Maurice Utrillo

Maurice Utrillo
© Centre Pompidou, MNAM-CCI © Centre Pompidou, MNAM-CCI, Dist. RMN-Grand Palais / DR
Corps de texte

Born to an unknown father in Paris’ Montmartre neighborhood, Maurice Utrillo was the son of the artist’s model and painter Suzanne Valadon. The Catalan painter Miquel Utrillo, who was one of Valadon’s lovers, legally recognized him as his son in 1891. He lived with his mother and grandmother in Montmartre and the north of Paris. Encouraged to take up painting in order to help him battle his early alcoholism, he continued for the pleasure it gave him and shared his mothers’ studio at 12, rue Cortot in Montmartre. He sold his first work in 1905 and exhibited at the Autumn Salon in 1909. Despite numerous internments and detoxification cures, Utrillo continued to paint regularly, supported by his mother.
The Montmartre neighborhood provided him with subjects for hundreds of paintings. He would make several paintings of a street or monument that inspired him, one such being Notre Dame de Clignancourt Church. These austere pieces of architecture brought to life by the little figures of passers-by are the painter’s signature trademark. The peak of his career from 1912 to 1914, known as his “White Period”, is characterized by white impasto, crushed with a knife and sometimes mixed with the plaster that was manufactured on Butte Montmartre at the time.

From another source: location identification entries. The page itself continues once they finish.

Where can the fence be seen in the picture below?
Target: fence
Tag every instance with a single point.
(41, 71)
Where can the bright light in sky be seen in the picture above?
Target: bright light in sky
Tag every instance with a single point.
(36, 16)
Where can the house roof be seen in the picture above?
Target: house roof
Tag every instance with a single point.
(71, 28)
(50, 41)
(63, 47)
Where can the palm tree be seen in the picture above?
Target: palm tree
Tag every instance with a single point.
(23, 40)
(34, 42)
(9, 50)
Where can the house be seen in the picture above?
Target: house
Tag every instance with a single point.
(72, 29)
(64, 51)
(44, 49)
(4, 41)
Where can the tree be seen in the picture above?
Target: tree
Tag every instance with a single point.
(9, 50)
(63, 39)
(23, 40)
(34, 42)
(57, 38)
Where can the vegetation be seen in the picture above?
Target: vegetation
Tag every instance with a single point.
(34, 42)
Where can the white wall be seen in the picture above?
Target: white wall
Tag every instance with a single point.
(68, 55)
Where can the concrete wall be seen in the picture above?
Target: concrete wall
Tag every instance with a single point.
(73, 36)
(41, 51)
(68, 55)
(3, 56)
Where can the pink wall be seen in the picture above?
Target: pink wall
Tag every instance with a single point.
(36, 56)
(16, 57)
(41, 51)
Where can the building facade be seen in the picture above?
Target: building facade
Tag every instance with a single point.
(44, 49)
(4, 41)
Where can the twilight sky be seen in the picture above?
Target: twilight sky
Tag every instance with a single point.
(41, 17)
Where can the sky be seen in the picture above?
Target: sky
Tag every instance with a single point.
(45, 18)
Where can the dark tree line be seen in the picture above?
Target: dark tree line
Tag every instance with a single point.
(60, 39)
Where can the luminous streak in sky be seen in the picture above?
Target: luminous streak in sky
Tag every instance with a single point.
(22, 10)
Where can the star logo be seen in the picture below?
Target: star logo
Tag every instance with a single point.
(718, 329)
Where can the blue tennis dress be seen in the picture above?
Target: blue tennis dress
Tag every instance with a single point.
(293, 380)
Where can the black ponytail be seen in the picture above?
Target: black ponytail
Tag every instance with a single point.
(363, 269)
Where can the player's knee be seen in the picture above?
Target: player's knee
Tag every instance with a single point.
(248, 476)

The dealer Paul Guillaume discovered Utrillo paintings in the 1910s, thanks to the poet Max Jacob who also lived in Montmartre. In 1922, he finally held an exhibition of thirty-five of his works, an event that brought Utrillo success. The painter’s reputation grew as a result and he was thenceforth able to make a living from his art. Utrillo started on his so-called “Colorful Period”, but Paul Guillaume preferred to keep works from the previous period in his private collection, as he considered it to be the most decisive in the artist’s career.